The humeral shaft was potted in epoxy cement and was placed in a custom fixture that was mounted on an MTS closed-loop servohydraulic testing machine (MTS Systems, Eden Prairie, Minnesota). The exposed length of the proximal part of the shaft was 5 cm to minimize diaphyseal bending moments and interference by the testing apparatus during abduction. The neutral axis was defined by placing the bicipital groove anteriorly and externally rotating the humerus 10° with a goniometer with no abduction or flexion20.

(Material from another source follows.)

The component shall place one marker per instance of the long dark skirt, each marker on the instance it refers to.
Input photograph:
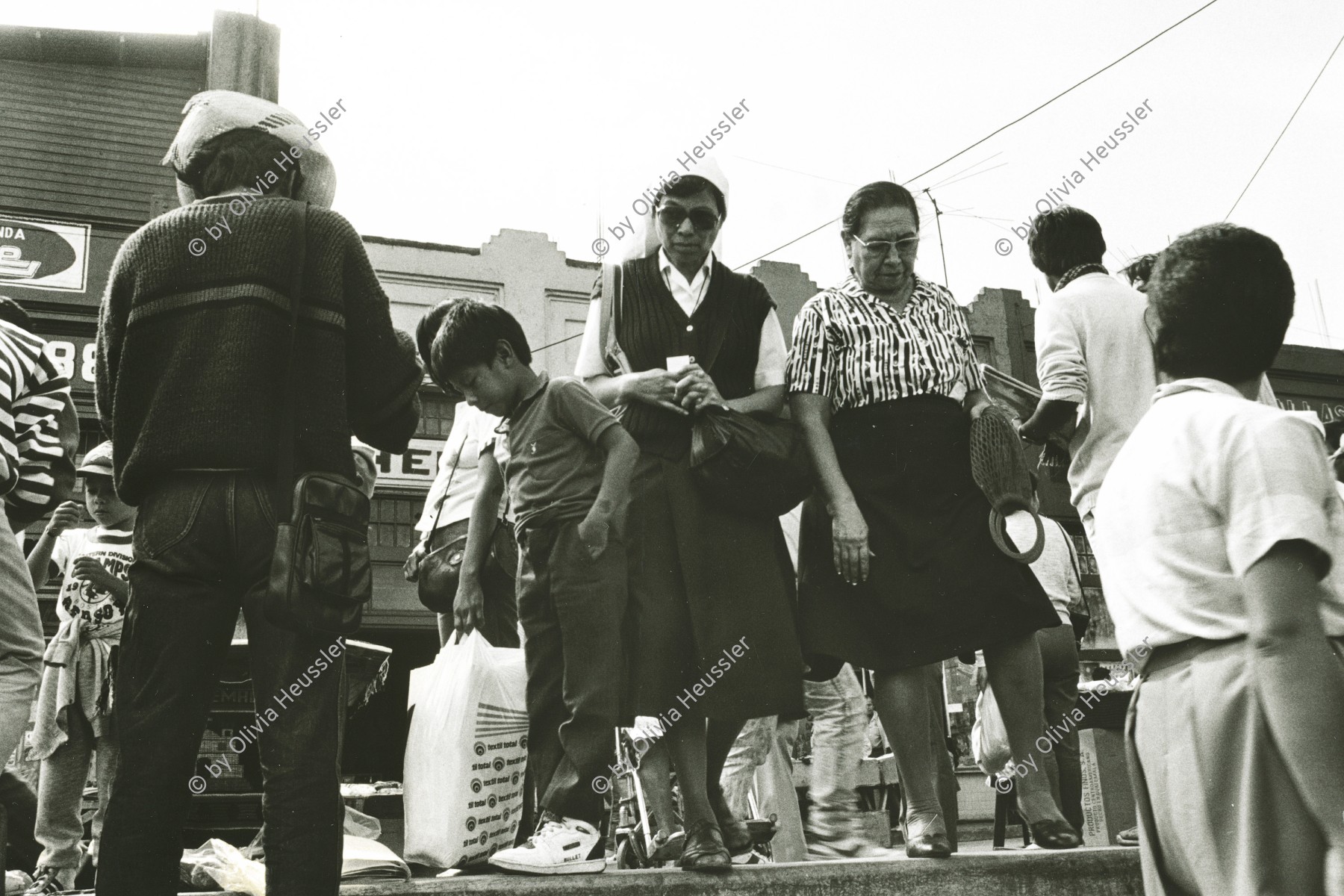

A 0.1-mm-thick dynamic pressure-sensitive pad (Tekscan 5051 pad; Tekscan, Boston, Massachusetts), with a 56 × 56-mm matrix and a density of 62 sensels/cm2, was precalibrated with loaded MTS machine weights similar in size to the average glenoid. The manufacturer's guidelines and recommendations were followed for calibration, which was performed with loads that were 20% and 80% of the maximum test load (440 N) applied across the glenohumeral joint. The pressure pad was placed between the humerus and glenoid and was marked so that the pad could be placed in an identical position with staples during each sequential trial.
Testing Conditions
The MTS machine was used to apply a compressive load of 440 N, and the glenohumeral contact pressure, contact area, shift in the center of pressure, and edge-loading were determined with a Tekscan sensor. A load of 440 N was chosen on the basis of prior work and served as an approximate maximal load for simulation of in vivo glenohumeral loading conditions during the range of motion of the shoulder during activities of daily living21. The testing sequence included ten conditions (Fig. 2): an intact glenoid (condition 1), a glenoid with a clinically relevant 15% (condition 2) or 30% (condition 3) defect from two o'clock to six o'clock, a 30% glenoid defect with a Latarjet-LAT bone block placed 2 mm proud (condition 4), placed flush (condition 5), and recessed 2 mm (condition 6) in relation to the level of the glenoid (Fig. 3), a 30% glenoid defect with an iliac crest bone graft (Fig. 1) placed 2 mm proud (condition 7), placed flush (condition 8), and recessed 2 mm (condition 9) in relation to the level of the glenoid, and a Latarjet-INF bone block placed flush with the glenoid (condition 10) (Figs. 4-A and 4-B). The Latarjet-INF bone block was tested in only the flush position because of financial restrictions and technical difficulties, including deterioration of bone quality after repeated testing that led to an inability to maintain fixation throughout loading.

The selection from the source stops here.